Le patron de Publicis va toucher 16 millions d'euros de rémunération supplémentaire en 2012, soit le plus gros chèque jamais touché par un dirigeant français. De quoi mettre à plat tous les efforts de Maurice Levy pour ressembler à un patron modèle.

Le PDG du groupe publicitaire Publicis, Maurice Levy, en décembre 2010.
Le PDG du groupe publicitaire Publicis, Maurice Levy, en décembre 2010.
Reuters/Mal Langsdon

 

Au mieux c'est une erreur de timing, au pire de communication. Ce mardi, Publicis a confirmé l'information de la Tribune.fr selon laquelle Maurice Levy, le président du directoire, allait toucher 16,2 millions de salaire différé cette année. Un joli petit pactole pour 2012, auquel il faudra ajouter sa rémunération habituelle.


Une information qui peut surprendre quand on sait que Maurice Levy a endossé le rôle de président de l'Afep pour redorer l'image déplorable des grands patrons. Et que pendant un temps au moins, il a parfaitement rempli le job. En juillet dernier, il emmène avec lui plusieurs milliardaires pour signer une tribune dans le Monde réclamant une surtaxe exceptionnelle pour les riches. Quelques mois plus tard, au moment de sa reconduction pour quatre ans à la tête du groupe, il décide de renoncer à la part fixe de son salaire (900.000 euros) pour ne toucher plus que la part variable, fonction de la performance de l'entreprise, mais dont il a quand même pris le soin de faire relever le plafond (de 2,7 millions à 5 millions d'euros). Comme Steve Jobs l'avait fait en son temps, Maurice Levy se targue alors de vouloir "hyper-mériter" ses émoluments.


Plus qu'une image de marque, Maurice Levy devient un exemple d'intégrité parmi les grands patrons. C'est d'ailleurs tout naturellement que Nicolas Sarkozy décide d'en faire un allié de campagne : "Heureusement que j'ai Maurice Lévy", déclarait-il récemment devant un parterre de chefs d'entreprise.
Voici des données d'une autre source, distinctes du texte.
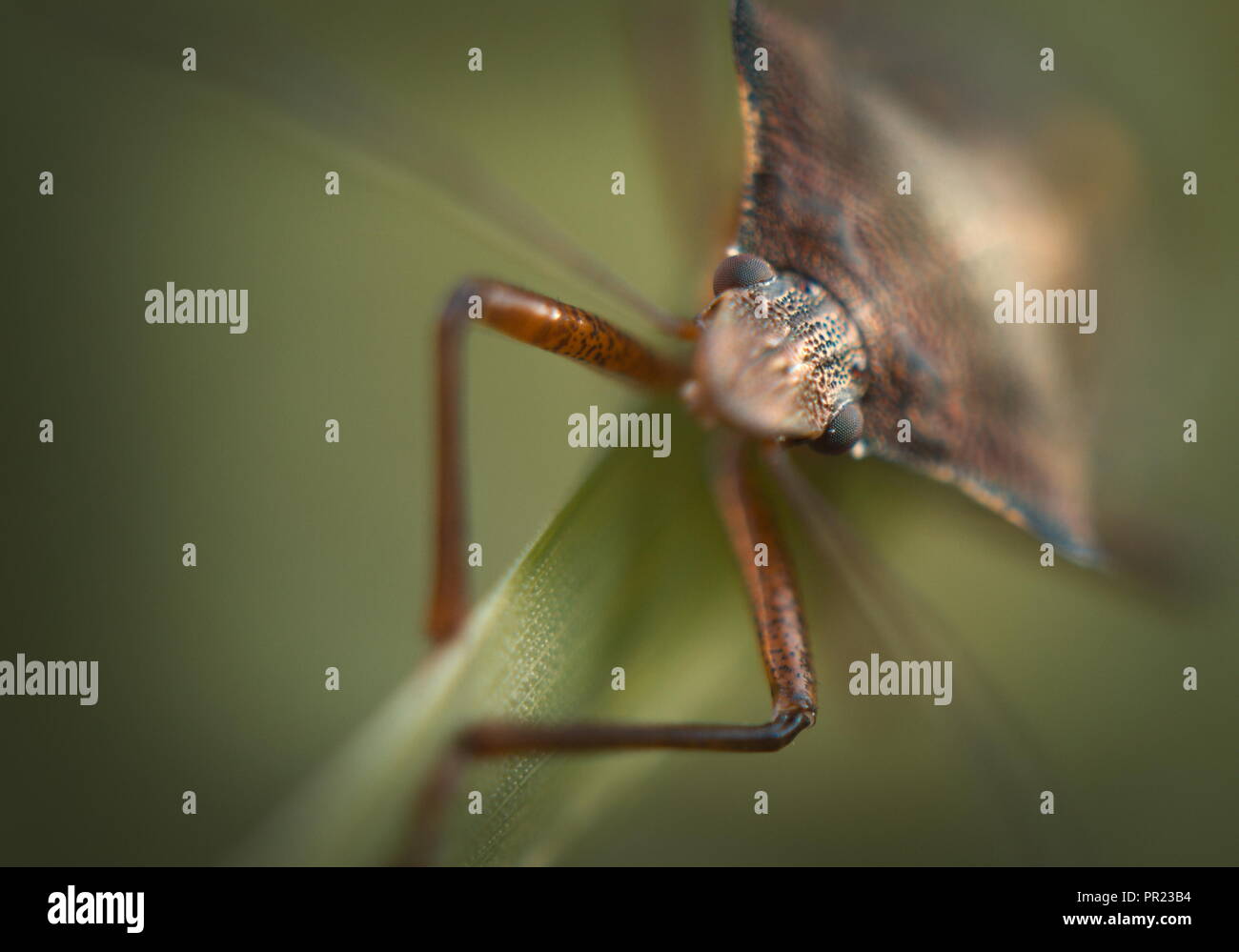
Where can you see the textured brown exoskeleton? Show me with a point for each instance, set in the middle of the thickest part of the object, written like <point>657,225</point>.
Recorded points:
<point>849,317</point>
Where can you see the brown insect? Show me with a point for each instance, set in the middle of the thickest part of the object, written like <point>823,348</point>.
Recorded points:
<point>847,318</point>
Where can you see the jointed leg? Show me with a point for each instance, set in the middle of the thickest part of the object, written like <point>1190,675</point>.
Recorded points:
<point>533,318</point>
<point>781,638</point>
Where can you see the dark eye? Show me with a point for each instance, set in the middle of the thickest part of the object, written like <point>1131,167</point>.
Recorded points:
<point>741,271</point>
<point>843,431</point>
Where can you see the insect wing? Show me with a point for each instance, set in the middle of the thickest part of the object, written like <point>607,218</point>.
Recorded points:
<point>952,392</point>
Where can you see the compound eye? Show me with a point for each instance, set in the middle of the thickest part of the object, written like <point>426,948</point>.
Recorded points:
<point>843,432</point>
<point>741,271</point>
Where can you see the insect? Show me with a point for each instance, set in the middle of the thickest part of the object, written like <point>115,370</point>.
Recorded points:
<point>847,318</point>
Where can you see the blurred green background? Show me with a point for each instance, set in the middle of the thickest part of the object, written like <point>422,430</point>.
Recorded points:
<point>313,555</point>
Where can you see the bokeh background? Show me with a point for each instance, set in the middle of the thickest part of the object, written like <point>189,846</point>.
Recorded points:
<point>314,555</point>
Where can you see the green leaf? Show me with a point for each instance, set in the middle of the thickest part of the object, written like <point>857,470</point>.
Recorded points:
<point>616,580</point>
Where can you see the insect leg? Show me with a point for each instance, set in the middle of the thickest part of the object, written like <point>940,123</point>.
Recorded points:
<point>532,318</point>
<point>781,636</point>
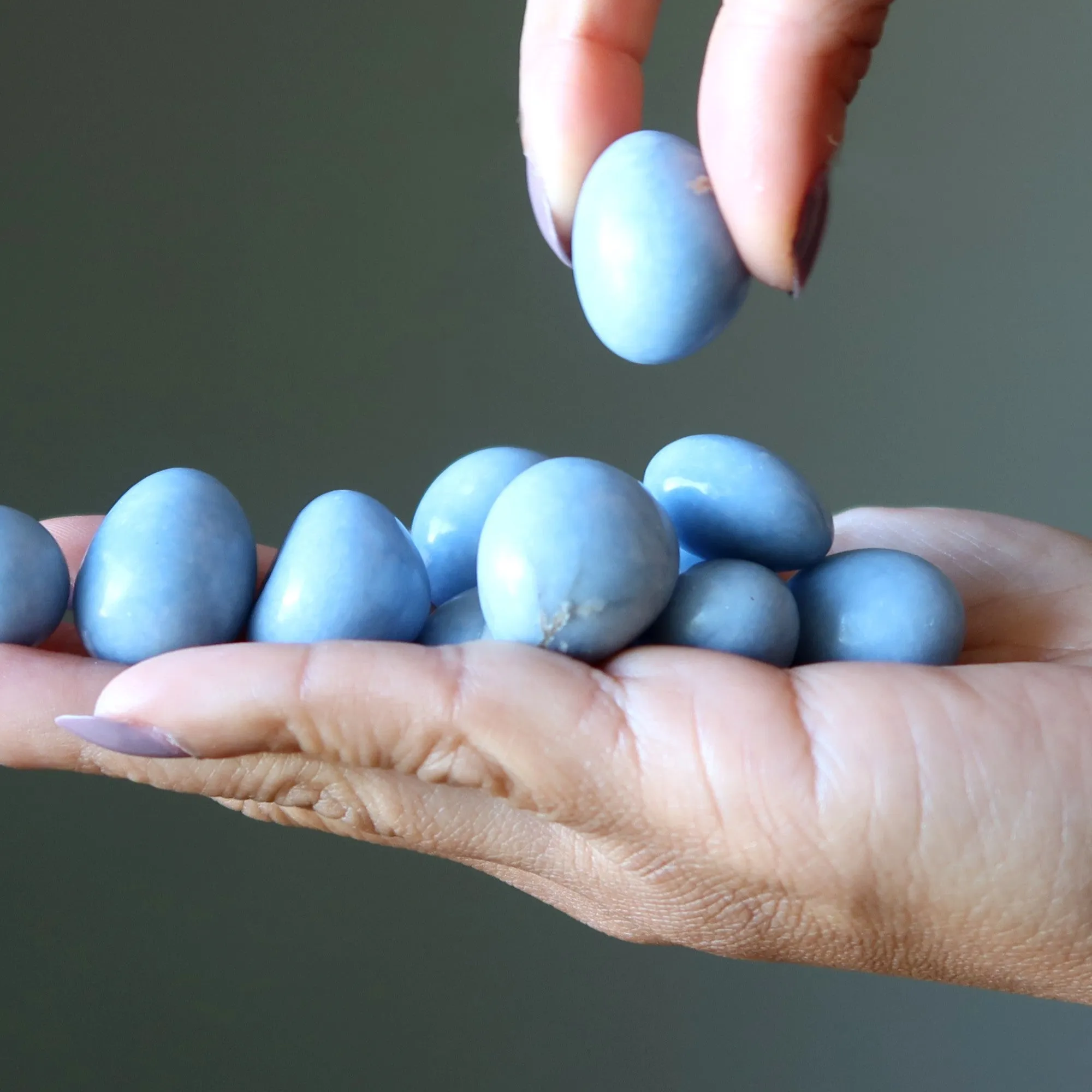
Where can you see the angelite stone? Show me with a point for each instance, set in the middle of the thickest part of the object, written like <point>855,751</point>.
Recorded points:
<point>458,622</point>
<point>34,580</point>
<point>730,498</point>
<point>656,269</point>
<point>879,606</point>
<point>689,561</point>
<point>731,607</point>
<point>576,556</point>
<point>173,566</point>
<point>449,519</point>
<point>348,571</point>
Alors comment expliquer une telle bévue, qui plus est de la part d'un professionnel de la communication? Ce dernier l'assure, il n'y voit aucune contradiction. Cette rémunération, déjà, n'est ni un bonus, ni un parachute doré, ni une indemnité de départ, mais une rémunération différée depuis 2003 qui a été conditionnée à plusieurs critères, parmi lesquels des objectifs financiers, et l'obligation d'être toujours président du directoire au 31 décembre 2011. Ainsi pour le patron de Publicis, qui reconnaît tout de même que la somme est importante, "tout est transparent depuis l'origine, tout a été présenté publiquement et à l'assemblée des actionnaires. Si j'avais reçu [cette somme] année après année et n'avais pas accepté cette idée de paiement différé à titre de rétention, on n'en parlerait pas", s'est-il justifié auprès du site du magazine Challenges.


Une aubaine pour le PS

Trop tard. Pour le PS l'occasion est trop inespérée de voir le chantre de l'autorégulation recevoir le plus gros chèque jamais encaissé par un dirigeant d'entreprise en France. Depuis ce mardi matin, les membres du parti se relayent pour tirer à boulet rouge sur celui que ses collaborateurs appellent "Monsieur toujours plus" ! Non seulement le méga-bonus permet de remettre en cause l'auto-régulation, qui n'est qu'"un leurre" selon Jérôme Cahuzac, mais c'est surtout un bon prétexte pour faire ressurgir dans le débat la proposition de François Hollande de taxer à 75% les revenus de plus de 1 million d'euros. Cette taxe justement que Maurice Levy avait balayée d'un revers de la main au prétexte qu'elle risquerait de nuire à la compétitivité des entreprises françaises, et qu'elle conduirait à un taux d'imposition de 100%, une fois pris en compte la CSG/CRDS et l'ISF.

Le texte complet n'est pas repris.